Background There has been a marked rise in the prescription of vancomycin and aminoglycosides over recent years due to the increase in infections caused by multi-resistant microorganisms. The measurement of their plasma concentrations (Pcs) is necessary to correctly adjust the dosage and minimise the risk of nephrotoxicity.
Purpose To investigate pharmaceutical interventions (PIs) during the pharmacokinetic monitoring of hospitalised patients receiving vancomycin or gentamicin, and to analyse the health outcomes of monitored patients.

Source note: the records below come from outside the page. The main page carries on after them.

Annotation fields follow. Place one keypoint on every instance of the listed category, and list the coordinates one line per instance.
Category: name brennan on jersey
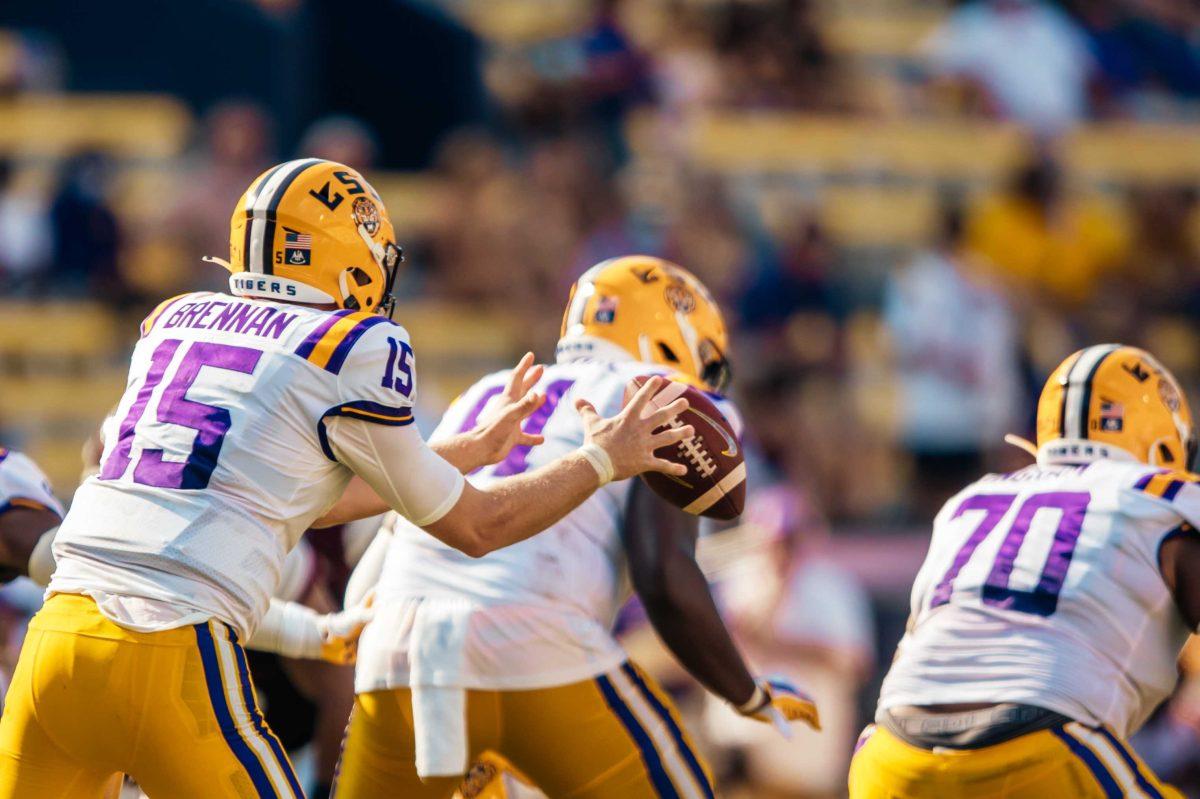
(232, 317)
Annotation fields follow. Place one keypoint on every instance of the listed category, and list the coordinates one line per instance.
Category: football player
(28, 512)
(1053, 604)
(514, 652)
(243, 420)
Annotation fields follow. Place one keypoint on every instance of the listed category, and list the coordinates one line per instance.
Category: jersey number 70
(1043, 600)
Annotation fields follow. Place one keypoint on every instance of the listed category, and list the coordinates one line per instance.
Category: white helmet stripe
(1078, 391)
(262, 206)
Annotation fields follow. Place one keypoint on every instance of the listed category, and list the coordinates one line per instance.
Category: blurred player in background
(1053, 605)
(28, 510)
(514, 652)
(244, 419)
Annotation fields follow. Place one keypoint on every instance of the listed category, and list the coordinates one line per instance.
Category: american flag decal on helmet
(297, 247)
(1111, 416)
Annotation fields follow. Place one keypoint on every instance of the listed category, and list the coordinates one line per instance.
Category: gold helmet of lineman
(652, 311)
(313, 230)
(1115, 401)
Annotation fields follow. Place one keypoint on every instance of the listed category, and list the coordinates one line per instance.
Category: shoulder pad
(1164, 482)
(148, 323)
(331, 341)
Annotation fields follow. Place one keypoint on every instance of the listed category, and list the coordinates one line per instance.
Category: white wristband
(599, 458)
(756, 702)
(288, 629)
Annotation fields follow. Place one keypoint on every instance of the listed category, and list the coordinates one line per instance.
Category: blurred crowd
(876, 383)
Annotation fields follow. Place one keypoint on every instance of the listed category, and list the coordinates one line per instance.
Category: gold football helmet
(652, 311)
(1115, 401)
(313, 230)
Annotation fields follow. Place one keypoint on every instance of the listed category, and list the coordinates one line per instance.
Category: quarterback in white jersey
(514, 652)
(1050, 611)
(243, 421)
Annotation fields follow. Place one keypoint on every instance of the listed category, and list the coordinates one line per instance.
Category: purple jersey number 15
(174, 408)
(1043, 600)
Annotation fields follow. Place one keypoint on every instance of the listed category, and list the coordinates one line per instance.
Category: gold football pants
(613, 736)
(1072, 760)
(173, 709)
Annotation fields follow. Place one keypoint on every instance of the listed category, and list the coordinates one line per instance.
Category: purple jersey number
(1043, 600)
(210, 422)
(519, 458)
(400, 360)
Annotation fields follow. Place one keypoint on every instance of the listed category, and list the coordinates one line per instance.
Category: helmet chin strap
(1080, 450)
(281, 289)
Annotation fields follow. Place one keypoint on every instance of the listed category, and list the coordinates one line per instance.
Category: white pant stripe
(1111, 760)
(660, 737)
(232, 683)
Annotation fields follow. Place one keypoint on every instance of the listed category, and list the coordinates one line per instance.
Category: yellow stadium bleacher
(765, 142)
(895, 35)
(57, 330)
(129, 126)
(55, 400)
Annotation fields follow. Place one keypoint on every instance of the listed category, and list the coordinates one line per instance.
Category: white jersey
(23, 485)
(1042, 587)
(223, 450)
(534, 614)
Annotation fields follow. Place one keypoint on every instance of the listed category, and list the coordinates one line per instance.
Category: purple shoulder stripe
(1146, 478)
(343, 348)
(310, 342)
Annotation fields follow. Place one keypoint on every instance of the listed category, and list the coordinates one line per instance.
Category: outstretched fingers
(588, 412)
(672, 436)
(643, 396)
(523, 377)
(665, 414)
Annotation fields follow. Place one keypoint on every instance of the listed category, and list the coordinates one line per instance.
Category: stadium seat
(829, 146)
(413, 200)
(887, 35)
(57, 330)
(880, 216)
(129, 126)
(58, 398)
(1134, 152)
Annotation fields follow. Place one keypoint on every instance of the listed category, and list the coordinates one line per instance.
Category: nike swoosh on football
(731, 444)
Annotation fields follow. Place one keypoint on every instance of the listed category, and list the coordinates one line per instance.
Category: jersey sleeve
(1180, 490)
(375, 367)
(370, 428)
(23, 485)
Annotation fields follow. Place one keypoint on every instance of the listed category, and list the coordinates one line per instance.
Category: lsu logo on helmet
(1115, 401)
(313, 230)
(651, 310)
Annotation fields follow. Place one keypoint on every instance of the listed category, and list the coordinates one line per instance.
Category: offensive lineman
(244, 419)
(520, 641)
(1051, 607)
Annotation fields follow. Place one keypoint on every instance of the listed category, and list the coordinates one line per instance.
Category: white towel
(439, 703)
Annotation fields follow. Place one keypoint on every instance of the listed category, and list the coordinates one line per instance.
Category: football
(715, 484)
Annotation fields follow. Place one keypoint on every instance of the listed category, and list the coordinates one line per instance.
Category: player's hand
(340, 631)
(629, 438)
(499, 426)
(779, 703)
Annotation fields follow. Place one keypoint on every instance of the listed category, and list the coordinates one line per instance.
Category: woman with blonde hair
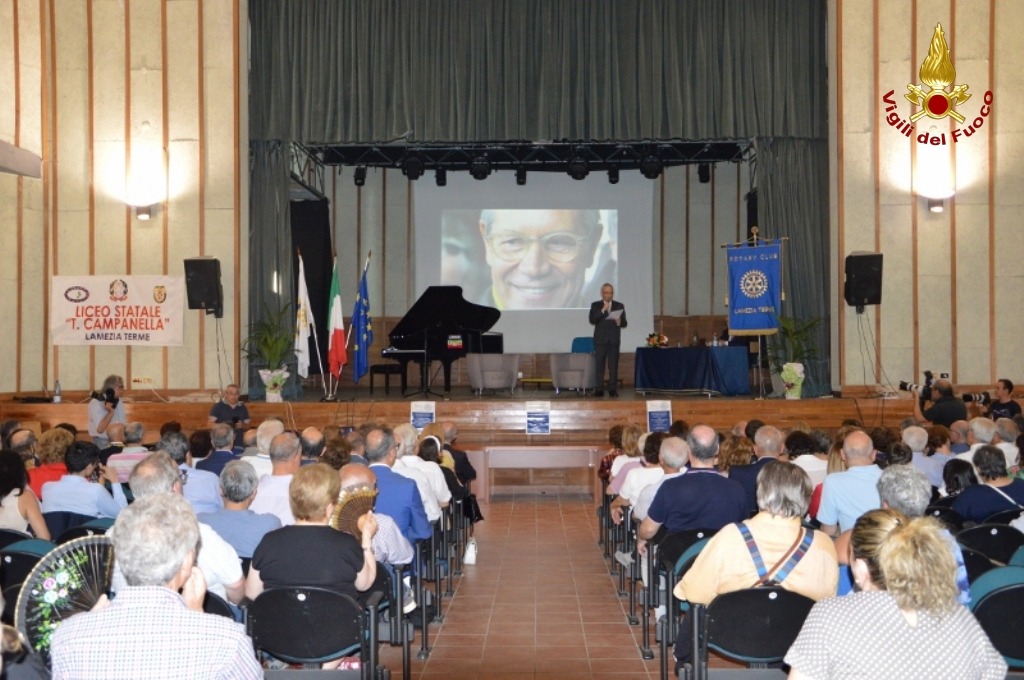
(905, 622)
(309, 552)
(52, 447)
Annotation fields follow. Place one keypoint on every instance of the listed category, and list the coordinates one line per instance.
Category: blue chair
(677, 552)
(996, 542)
(756, 626)
(996, 600)
(311, 626)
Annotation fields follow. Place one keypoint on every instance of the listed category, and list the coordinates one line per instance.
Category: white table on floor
(535, 458)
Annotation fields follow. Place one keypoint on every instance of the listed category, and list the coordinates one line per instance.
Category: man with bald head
(311, 442)
(265, 433)
(397, 497)
(23, 441)
(116, 441)
(271, 495)
(957, 437)
(768, 445)
(390, 547)
(846, 496)
(699, 499)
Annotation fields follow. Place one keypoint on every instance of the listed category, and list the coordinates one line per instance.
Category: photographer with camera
(105, 407)
(945, 410)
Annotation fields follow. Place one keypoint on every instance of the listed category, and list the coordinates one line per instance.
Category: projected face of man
(539, 258)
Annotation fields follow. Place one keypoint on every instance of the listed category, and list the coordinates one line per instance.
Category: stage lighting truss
(576, 158)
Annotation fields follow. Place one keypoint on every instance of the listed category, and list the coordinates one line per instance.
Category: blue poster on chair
(755, 287)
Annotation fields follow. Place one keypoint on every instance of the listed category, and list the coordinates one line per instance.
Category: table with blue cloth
(712, 370)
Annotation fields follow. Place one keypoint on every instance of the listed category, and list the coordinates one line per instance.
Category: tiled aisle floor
(539, 603)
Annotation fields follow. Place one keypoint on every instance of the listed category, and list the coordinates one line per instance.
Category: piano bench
(387, 370)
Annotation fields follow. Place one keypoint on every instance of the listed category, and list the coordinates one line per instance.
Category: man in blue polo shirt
(699, 499)
(846, 496)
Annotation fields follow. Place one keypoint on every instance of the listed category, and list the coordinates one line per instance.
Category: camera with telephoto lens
(924, 391)
(983, 398)
(108, 396)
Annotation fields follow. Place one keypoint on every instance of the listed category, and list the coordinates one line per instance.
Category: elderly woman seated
(905, 622)
(728, 561)
(310, 553)
(997, 491)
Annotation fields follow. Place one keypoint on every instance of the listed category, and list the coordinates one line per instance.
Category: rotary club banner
(755, 286)
(117, 309)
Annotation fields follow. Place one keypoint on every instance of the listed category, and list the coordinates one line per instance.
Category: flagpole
(366, 265)
(320, 362)
(332, 383)
(320, 359)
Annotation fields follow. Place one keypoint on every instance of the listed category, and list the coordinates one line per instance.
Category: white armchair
(573, 371)
(493, 372)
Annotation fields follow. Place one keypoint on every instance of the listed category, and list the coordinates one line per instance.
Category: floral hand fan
(352, 504)
(68, 581)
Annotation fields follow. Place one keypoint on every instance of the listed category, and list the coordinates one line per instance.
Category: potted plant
(268, 346)
(792, 347)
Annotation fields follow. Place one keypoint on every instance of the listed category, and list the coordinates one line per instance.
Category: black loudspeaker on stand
(203, 285)
(863, 280)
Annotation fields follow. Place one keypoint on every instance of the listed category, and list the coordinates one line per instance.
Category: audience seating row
(289, 624)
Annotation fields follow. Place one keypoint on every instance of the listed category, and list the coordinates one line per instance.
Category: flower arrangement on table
(657, 340)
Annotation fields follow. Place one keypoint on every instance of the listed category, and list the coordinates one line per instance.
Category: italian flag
(337, 352)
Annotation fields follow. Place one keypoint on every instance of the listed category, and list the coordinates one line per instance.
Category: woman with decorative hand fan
(310, 553)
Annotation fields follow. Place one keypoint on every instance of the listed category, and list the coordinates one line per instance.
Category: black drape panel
(270, 278)
(336, 71)
(311, 237)
(793, 189)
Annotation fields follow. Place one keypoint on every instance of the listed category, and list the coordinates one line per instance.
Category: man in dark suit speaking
(608, 317)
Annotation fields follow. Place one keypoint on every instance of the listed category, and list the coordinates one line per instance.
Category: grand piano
(441, 326)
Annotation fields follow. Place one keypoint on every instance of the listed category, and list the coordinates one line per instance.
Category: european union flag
(363, 330)
(755, 287)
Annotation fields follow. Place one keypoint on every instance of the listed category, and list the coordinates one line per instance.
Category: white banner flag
(117, 309)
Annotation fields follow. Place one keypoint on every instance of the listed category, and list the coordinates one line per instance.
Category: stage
(491, 420)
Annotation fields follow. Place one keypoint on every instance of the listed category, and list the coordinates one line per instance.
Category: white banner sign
(117, 309)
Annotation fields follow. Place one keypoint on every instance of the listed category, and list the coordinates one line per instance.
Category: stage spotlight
(479, 167)
(650, 166)
(413, 167)
(579, 168)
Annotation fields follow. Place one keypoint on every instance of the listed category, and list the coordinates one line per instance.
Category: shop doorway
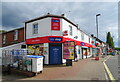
(55, 56)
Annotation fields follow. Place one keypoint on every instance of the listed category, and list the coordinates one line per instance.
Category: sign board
(68, 50)
(65, 33)
(82, 43)
(55, 39)
(55, 24)
(55, 55)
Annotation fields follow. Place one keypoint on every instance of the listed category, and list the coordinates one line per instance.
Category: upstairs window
(89, 40)
(70, 28)
(4, 39)
(35, 28)
(82, 36)
(16, 35)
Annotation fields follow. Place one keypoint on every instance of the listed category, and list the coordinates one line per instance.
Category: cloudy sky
(14, 14)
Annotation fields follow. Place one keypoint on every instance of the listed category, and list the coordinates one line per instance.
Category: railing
(16, 59)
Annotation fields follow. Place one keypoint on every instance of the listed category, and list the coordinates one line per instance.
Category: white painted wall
(65, 26)
(44, 29)
(14, 46)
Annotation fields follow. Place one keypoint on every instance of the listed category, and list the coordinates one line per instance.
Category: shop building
(47, 35)
(13, 39)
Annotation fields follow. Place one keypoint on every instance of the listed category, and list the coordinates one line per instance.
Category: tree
(110, 40)
(1, 31)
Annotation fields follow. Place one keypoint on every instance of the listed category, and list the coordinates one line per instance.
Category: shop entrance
(55, 50)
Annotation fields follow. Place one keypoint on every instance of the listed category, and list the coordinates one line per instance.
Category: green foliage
(117, 48)
(110, 40)
(1, 31)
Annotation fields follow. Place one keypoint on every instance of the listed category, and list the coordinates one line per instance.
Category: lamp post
(97, 23)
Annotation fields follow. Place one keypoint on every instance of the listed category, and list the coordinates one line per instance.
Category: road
(112, 64)
(86, 69)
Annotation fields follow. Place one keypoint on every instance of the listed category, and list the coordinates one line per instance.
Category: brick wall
(10, 37)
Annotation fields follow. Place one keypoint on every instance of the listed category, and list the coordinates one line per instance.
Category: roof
(12, 30)
(56, 16)
(51, 15)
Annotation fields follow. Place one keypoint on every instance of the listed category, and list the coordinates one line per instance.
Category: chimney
(62, 15)
(92, 35)
(48, 13)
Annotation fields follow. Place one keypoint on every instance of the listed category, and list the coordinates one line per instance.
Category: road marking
(107, 69)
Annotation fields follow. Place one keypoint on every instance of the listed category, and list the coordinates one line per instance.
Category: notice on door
(68, 50)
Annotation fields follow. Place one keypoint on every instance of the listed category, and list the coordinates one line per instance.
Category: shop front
(56, 49)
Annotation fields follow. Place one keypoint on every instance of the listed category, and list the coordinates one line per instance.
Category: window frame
(4, 39)
(35, 29)
(70, 30)
(16, 35)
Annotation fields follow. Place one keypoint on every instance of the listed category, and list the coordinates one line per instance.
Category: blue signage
(55, 55)
(54, 39)
(82, 43)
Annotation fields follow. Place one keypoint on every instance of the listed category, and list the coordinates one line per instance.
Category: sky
(14, 14)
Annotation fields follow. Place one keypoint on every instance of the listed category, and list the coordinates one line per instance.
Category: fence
(16, 59)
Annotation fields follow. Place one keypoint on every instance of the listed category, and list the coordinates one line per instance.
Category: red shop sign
(55, 24)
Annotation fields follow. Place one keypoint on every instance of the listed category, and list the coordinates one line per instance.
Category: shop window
(89, 40)
(35, 28)
(16, 35)
(23, 46)
(70, 28)
(4, 39)
(82, 36)
(37, 49)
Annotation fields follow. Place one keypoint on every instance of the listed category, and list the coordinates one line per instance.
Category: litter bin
(68, 62)
(36, 63)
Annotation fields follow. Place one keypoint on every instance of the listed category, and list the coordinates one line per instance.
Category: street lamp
(97, 23)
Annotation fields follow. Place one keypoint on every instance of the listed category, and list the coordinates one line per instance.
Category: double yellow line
(108, 71)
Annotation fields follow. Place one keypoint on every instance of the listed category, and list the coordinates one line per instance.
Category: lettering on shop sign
(55, 24)
(35, 40)
(55, 39)
(82, 43)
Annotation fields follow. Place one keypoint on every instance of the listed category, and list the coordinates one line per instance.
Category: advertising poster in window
(37, 49)
(55, 24)
(68, 50)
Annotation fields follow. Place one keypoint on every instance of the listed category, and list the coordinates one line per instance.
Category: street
(112, 64)
(86, 69)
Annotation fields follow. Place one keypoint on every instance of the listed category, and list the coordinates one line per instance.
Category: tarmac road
(112, 64)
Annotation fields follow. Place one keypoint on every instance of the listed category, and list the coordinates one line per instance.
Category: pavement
(112, 64)
(85, 69)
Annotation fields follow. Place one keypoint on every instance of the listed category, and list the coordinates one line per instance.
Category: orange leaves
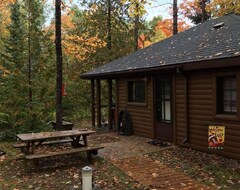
(166, 26)
(80, 46)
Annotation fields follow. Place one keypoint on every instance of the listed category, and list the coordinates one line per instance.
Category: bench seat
(89, 150)
(23, 145)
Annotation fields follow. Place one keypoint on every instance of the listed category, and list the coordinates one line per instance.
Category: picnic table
(78, 138)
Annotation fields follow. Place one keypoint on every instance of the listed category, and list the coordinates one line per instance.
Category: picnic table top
(53, 134)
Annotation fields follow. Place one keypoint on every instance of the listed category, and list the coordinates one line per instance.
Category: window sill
(136, 104)
(226, 117)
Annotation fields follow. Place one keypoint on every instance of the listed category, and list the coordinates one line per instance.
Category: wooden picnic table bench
(78, 138)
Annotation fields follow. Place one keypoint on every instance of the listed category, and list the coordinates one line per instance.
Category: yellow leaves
(80, 46)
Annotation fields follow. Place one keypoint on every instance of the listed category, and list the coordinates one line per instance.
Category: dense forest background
(94, 32)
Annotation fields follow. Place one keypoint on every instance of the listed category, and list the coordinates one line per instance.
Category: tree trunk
(175, 17)
(203, 6)
(58, 44)
(29, 68)
(136, 27)
(109, 45)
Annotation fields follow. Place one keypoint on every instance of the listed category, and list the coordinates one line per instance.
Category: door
(163, 109)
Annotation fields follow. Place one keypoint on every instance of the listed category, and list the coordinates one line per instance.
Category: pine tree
(14, 85)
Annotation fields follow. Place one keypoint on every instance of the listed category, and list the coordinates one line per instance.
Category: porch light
(87, 178)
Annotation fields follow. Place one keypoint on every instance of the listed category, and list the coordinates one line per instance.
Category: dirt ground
(112, 168)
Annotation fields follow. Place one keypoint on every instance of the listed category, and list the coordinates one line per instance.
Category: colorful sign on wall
(216, 137)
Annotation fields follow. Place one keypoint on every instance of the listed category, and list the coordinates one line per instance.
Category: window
(136, 91)
(226, 95)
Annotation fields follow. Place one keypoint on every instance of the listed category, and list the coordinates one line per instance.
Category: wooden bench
(89, 150)
(23, 145)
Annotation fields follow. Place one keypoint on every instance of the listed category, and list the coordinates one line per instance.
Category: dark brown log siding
(201, 114)
(141, 114)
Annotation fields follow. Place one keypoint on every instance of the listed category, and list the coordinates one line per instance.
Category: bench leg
(36, 162)
(89, 156)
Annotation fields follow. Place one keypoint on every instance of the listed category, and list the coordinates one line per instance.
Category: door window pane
(226, 95)
(163, 100)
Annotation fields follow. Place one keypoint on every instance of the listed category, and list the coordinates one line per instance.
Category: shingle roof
(200, 43)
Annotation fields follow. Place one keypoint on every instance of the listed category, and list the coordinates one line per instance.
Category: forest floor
(61, 174)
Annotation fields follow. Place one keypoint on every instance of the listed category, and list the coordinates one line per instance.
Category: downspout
(186, 110)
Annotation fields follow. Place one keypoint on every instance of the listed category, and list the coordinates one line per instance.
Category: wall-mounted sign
(216, 137)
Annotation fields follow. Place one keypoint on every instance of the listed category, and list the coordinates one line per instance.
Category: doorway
(163, 109)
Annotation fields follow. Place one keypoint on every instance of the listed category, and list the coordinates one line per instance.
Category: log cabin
(182, 90)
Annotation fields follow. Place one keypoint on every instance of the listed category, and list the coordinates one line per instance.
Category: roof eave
(186, 66)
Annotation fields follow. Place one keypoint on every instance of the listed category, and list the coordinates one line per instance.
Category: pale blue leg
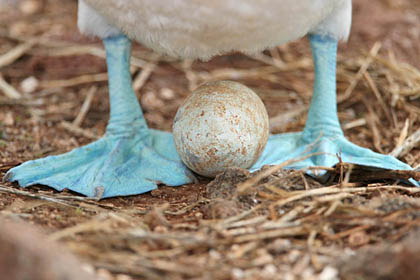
(322, 132)
(129, 159)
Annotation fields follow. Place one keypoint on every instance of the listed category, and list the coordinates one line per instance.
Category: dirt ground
(275, 224)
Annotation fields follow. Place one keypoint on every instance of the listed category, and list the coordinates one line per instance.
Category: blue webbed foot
(111, 166)
(322, 134)
(327, 150)
(129, 159)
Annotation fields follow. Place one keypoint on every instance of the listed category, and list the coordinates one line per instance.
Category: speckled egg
(221, 124)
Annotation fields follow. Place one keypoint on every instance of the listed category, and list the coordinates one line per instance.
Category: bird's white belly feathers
(204, 28)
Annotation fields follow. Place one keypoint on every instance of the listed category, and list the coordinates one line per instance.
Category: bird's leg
(129, 159)
(322, 135)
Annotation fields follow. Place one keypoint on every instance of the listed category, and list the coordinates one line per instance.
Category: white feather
(202, 29)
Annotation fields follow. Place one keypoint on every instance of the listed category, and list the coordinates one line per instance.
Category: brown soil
(281, 225)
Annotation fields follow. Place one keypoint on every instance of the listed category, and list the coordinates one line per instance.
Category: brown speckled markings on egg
(221, 124)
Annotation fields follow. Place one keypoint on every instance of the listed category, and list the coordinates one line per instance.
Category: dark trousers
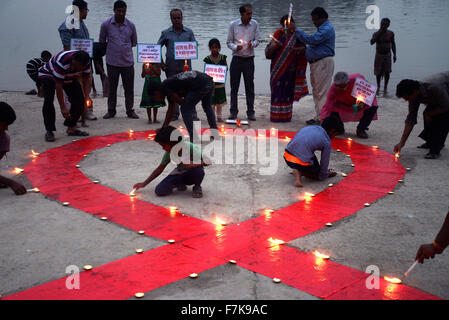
(238, 67)
(191, 177)
(76, 98)
(171, 73)
(190, 102)
(127, 74)
(368, 115)
(435, 132)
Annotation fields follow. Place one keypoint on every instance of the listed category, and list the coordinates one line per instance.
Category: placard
(364, 91)
(147, 52)
(217, 72)
(186, 50)
(83, 44)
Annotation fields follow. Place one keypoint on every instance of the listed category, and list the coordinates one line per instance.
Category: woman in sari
(287, 72)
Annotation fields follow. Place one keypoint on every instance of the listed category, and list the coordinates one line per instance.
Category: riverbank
(39, 238)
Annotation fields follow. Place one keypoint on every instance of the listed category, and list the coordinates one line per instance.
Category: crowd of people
(69, 74)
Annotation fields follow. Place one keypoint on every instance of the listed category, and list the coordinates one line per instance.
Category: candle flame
(220, 221)
(34, 154)
(321, 255)
(275, 241)
(18, 170)
(393, 280)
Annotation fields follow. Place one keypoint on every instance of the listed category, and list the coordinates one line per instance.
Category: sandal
(197, 192)
(78, 133)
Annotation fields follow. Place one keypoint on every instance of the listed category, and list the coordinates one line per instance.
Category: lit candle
(411, 268)
(393, 280)
(321, 255)
(274, 39)
(34, 154)
(275, 241)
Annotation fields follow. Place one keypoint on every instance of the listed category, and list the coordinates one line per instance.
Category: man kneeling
(189, 170)
(300, 152)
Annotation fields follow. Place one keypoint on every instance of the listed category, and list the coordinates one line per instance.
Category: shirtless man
(384, 40)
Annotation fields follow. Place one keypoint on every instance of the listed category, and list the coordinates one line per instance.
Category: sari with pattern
(287, 77)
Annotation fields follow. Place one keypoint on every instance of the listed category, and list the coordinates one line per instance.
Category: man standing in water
(384, 40)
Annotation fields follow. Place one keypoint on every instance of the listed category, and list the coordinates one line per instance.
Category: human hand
(18, 188)
(397, 148)
(425, 251)
(65, 112)
(139, 185)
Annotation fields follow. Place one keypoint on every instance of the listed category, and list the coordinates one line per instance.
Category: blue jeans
(368, 115)
(238, 67)
(191, 177)
(188, 107)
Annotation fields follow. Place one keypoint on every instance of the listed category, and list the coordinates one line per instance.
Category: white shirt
(238, 33)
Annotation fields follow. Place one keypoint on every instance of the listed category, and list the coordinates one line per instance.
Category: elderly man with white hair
(340, 101)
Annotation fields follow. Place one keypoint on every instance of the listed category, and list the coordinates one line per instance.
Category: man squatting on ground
(434, 93)
(189, 170)
(300, 152)
(62, 73)
(7, 117)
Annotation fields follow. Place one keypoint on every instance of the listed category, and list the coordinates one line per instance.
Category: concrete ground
(39, 239)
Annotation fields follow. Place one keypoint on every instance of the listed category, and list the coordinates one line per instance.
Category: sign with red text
(86, 45)
(186, 50)
(364, 91)
(147, 52)
(217, 72)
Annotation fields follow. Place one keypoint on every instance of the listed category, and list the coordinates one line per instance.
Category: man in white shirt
(243, 37)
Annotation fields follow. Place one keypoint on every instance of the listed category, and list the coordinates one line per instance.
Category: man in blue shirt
(300, 152)
(319, 53)
(68, 32)
(177, 32)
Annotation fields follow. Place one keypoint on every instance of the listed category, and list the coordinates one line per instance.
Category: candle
(411, 268)
(321, 255)
(274, 39)
(393, 280)
(275, 241)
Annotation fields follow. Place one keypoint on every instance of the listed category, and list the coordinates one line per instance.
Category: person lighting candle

Material and methods We conducted a prospective observational study (May–September 2018) of PIs by the Clinical Pharmacokinetics Unit of the Pharmacy Department in a 350-bed general hospital. Inclusion criteria were age ≥18 years and treatment with vancomycin or gentamicin. Exclusion criteria were hospitalisation in the ICU and pre-surgical antibiotic prophylaxis. We gathered data on: sex, age and clinical (serum creatinine (Cr), diagnosis), pharmacological (drug, dosage, suspension motive) and pharmacokinetic variables and on PIs (Bayesian estimation of individual pharmacokinetic parameters: PI-1, maintain schedule; PI-2, modify dose and/or interval; and PI-3, temporary suspension to favour renal drug elimination). Treatment effectiveness was defined by the disappearance of initial symptoms/signs (‘clinical recovery’) or of the initial microorganism in control culture (‘microbiological recovery’). ‘Nephrotoxicity’ was defined by Cr ≥1.4 mg/mL or ≥50% above baseline value.
Results The study included 61 patients (55.7% female) receiving vancomycin (n=39) or gentamicin (n=22) with mean age of 65.9±19.5 years and mean Cr of 0.7±0.5 mg/mL. The main diagnosis was urinary tract (18.0%) or osteoarticular (14.8%) infection; 104 analytical determinations were conducted (69.2% vancomycin, 30.8% gentamicin); and 57.6% of Pcs were outside the therapeutic range. PIs were: PI-1 (42.3%), PI-2 (53.8%) and PI-3 (3.8%). The reasons for vancomycin versus gentamicin suspension were: ‘clinical/microbiological recovery’ (66.6 vs. 31.8%); ‘therapeutic failure’ (2.6 vs. 0.0%); ‘de-escalation’ (7.7 vs. 22.7%); ‘sequential therapy’ (17.9 vs. 40.9%); ‘severe toxicity’ (0.0 vs. 4.5%); or death (5.2 vs. 0.0%). We observed nephrotoxicity in 2.6% of vancomycin-treated patients and 9.0% of gentamicin-treated patients.
Conclusion The pharmacist adds value to antimicrobial optimisation. Dose or interval modification (PI-2) was the most frequent intervention, increasing treatment effectiveness in a large number of patients and minimising as far as possible the risk of nephrotoxicity.
Reference and/or acknowledgements Alcazar CM, et al. Eur J Hosp Pharm 2017;24:A171.
No conflict of interest.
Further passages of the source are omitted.